Training on Plausible Counterfactuals Removes Spurious Correlations
Shpresim Sadiku, Kartikeya Chitranshi, Hiroshi Kera, Sebastian Pokutta
TL;DR
This work investigates plausible counterfactual explanations (p-CFEs) as training data, showing that labeling minimal, plausible perturbations with induced incorrect targets enables classifiers to achieve high accuracy on clean inputs while markedly reducing reliance on spurious correlations. By formulating p-CFE generation with a differentiable plausibility term and solving via proximal gradient methods, the authors demonstrate that models trained on p-CFEs outperform those trained with standard data and other perturbation schemes in mitigating background-based biases.
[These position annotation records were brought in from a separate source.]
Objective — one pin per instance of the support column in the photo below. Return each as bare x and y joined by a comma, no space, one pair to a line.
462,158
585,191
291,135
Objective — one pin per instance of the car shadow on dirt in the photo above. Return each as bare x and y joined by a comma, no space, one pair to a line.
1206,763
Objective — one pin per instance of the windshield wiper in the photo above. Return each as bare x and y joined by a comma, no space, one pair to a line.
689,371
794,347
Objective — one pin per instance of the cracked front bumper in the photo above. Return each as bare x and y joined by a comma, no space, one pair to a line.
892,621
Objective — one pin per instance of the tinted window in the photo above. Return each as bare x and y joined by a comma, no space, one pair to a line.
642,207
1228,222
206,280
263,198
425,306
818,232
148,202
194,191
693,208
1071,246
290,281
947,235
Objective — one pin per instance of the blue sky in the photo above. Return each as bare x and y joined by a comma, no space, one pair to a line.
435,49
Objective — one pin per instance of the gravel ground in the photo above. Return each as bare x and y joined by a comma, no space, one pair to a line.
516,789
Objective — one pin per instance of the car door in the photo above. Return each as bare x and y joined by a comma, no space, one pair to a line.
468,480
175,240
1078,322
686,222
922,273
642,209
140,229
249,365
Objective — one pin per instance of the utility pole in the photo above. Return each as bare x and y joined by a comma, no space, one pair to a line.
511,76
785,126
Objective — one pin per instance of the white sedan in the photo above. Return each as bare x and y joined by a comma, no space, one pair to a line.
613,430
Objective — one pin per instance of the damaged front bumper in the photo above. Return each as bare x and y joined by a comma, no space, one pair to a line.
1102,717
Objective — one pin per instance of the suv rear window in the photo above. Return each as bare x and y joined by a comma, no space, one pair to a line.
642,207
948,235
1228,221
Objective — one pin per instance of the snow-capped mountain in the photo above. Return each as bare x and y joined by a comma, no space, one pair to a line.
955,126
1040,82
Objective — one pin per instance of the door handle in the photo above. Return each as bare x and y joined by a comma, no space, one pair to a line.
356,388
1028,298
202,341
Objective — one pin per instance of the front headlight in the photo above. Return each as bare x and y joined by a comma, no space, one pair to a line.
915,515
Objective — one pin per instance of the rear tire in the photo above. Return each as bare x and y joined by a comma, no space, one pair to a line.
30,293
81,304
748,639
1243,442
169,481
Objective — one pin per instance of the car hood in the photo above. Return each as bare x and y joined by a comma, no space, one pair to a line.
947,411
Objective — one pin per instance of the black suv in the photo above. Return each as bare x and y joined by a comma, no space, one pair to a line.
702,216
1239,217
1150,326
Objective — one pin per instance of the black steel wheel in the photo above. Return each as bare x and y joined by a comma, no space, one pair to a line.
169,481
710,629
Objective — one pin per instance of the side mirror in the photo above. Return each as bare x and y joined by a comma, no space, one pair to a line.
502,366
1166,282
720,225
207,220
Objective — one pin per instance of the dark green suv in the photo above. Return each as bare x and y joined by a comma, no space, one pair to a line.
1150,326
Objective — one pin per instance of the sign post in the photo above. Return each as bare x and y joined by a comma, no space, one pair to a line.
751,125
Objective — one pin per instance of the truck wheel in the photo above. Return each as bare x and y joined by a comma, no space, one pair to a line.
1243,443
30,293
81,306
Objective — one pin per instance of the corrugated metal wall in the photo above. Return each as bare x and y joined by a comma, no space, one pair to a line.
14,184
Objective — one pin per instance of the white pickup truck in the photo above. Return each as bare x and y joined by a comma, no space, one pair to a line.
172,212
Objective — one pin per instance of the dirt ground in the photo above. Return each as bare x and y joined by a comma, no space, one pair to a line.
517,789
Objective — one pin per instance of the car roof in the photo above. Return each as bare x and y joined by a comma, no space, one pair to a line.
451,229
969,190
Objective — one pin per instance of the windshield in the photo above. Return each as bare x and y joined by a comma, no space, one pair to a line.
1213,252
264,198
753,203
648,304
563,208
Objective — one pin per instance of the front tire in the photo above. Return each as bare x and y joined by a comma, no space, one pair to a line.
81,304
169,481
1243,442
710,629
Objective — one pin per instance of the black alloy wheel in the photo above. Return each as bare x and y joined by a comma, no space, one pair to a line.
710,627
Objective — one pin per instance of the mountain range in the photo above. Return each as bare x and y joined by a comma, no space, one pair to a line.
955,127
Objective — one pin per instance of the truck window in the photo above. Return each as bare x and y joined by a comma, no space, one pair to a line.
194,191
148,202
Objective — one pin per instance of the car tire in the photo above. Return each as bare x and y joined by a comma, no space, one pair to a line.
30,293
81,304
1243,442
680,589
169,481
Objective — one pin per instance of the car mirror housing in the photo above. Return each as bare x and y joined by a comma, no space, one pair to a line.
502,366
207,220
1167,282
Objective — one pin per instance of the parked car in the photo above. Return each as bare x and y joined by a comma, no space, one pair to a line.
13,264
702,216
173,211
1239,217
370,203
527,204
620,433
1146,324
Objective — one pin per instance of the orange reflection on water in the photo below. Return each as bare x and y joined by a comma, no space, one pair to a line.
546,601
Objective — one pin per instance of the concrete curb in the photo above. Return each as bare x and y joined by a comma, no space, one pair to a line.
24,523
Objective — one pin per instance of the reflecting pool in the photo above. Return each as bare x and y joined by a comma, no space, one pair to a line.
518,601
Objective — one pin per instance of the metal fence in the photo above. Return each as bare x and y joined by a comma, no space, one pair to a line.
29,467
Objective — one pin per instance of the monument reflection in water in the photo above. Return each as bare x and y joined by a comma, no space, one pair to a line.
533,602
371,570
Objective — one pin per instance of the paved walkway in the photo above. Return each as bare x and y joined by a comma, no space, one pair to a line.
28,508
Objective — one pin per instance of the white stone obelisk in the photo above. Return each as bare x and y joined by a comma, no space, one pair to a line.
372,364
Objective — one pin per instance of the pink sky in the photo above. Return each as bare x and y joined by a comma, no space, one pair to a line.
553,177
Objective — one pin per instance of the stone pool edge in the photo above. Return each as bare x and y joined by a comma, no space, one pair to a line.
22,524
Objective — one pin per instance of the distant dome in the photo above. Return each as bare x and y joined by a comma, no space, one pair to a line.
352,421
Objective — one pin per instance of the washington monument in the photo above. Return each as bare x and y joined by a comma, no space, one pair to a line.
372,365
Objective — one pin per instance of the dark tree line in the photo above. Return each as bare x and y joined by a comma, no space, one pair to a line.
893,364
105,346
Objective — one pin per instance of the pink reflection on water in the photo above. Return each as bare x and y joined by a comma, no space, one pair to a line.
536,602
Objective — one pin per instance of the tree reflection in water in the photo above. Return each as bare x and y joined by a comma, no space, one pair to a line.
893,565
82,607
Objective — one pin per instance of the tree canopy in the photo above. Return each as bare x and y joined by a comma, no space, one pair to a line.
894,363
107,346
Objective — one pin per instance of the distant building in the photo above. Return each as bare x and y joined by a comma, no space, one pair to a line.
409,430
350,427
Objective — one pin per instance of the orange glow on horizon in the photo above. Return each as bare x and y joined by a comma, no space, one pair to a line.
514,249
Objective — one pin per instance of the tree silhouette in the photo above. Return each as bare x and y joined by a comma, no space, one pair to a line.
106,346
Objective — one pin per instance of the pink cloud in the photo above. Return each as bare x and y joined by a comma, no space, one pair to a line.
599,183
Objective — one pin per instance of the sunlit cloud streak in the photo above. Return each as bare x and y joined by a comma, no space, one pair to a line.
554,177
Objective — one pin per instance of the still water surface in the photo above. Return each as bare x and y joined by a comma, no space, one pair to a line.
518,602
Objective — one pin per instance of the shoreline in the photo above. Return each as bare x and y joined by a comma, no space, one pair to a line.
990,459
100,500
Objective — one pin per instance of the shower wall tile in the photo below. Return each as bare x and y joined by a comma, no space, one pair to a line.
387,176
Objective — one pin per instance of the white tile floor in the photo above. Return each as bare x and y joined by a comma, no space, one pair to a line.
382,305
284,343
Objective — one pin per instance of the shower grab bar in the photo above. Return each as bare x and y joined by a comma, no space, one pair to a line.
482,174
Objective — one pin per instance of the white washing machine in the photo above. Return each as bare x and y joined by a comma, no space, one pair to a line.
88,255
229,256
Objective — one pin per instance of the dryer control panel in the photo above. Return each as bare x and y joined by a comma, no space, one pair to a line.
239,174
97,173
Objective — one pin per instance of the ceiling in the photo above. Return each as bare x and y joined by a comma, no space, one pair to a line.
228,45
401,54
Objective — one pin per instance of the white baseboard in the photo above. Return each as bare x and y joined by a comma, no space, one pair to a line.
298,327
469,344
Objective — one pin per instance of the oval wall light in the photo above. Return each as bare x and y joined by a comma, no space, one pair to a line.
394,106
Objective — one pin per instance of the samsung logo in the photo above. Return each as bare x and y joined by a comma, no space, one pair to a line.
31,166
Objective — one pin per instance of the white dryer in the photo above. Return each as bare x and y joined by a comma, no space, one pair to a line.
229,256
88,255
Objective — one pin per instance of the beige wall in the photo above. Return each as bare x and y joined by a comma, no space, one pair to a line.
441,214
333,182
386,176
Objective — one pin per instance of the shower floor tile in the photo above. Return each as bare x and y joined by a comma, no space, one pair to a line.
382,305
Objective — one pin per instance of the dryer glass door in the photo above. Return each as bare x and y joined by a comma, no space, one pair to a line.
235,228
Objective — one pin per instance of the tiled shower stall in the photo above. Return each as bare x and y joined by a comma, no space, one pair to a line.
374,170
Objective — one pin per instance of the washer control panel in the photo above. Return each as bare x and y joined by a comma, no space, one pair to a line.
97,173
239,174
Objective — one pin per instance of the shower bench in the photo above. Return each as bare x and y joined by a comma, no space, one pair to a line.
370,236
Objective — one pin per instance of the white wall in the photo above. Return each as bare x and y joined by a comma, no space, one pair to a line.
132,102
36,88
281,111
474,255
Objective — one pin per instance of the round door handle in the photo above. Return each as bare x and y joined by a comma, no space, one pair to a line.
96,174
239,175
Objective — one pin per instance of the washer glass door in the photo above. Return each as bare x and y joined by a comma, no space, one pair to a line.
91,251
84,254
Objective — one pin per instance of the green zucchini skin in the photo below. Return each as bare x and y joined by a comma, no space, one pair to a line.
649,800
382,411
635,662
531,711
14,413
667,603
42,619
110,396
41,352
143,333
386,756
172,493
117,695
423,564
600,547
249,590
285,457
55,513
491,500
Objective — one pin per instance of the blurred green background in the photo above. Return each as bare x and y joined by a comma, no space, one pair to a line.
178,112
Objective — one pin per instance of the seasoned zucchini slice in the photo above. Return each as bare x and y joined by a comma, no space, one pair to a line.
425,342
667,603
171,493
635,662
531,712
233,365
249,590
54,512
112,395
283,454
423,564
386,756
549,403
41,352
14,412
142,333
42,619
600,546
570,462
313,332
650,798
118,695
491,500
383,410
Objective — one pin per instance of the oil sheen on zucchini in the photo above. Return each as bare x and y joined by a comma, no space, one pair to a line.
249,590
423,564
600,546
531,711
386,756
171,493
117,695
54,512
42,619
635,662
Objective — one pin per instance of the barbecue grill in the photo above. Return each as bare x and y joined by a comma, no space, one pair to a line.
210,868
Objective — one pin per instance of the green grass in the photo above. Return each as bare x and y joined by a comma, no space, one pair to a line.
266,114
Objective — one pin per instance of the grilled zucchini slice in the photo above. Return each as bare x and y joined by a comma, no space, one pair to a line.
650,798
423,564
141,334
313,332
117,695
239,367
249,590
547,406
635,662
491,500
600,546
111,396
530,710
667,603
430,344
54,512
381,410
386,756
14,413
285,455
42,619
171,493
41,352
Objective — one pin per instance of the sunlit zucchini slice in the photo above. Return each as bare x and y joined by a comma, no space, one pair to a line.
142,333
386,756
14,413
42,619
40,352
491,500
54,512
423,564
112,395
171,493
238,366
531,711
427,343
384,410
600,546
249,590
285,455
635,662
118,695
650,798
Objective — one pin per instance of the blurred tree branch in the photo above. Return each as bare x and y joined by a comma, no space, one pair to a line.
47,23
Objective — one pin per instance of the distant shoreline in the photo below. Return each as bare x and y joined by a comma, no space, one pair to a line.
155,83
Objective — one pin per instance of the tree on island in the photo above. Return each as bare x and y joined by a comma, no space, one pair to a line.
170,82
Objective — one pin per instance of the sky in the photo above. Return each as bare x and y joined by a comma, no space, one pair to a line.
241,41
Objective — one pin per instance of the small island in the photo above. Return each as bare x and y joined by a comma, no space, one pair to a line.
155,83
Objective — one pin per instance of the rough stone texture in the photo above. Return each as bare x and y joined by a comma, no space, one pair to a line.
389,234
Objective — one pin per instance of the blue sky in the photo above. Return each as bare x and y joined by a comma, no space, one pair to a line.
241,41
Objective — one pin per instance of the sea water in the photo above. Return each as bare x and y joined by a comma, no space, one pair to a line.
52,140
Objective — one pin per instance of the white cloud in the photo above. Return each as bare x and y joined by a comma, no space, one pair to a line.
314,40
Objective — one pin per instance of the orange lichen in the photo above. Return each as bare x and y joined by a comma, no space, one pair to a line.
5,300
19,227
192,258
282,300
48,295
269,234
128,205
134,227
The key finding is that p-CFEs not only flip predictions but also steer models toward learning semantic, data-aligned features, leading to improved worst-group performance on spurious-dataset benchmarks such as WaterBirds. The approach is data-efficient and model-agnostic, with potential to scale to higher-dimensional data and larger models, offering practical implications for robust and fair learning without requiring group labels.
Abstract
Plausible counterfactual explanations (p-CFEs) are perturbations that minimally modify inputs to change classifier decisions while remaining plausible under the data distribution. In this study, we demonstrate that classifiers can be trained on p-CFEs labeled with induced \emph{incorrect} target classes to classify unperturbed inputs with the original labels. While previous studies have shown that such learning is possible with adversarial perturbations, we extend this paradigm to p-CFEs. Interestingly, our experiments reveal that learning from p-CFEs is even more effective: the resulting classifiers achieve not only high in-distribution accuracy but also exhibit significantly reduced bias with respect to spurious correlations.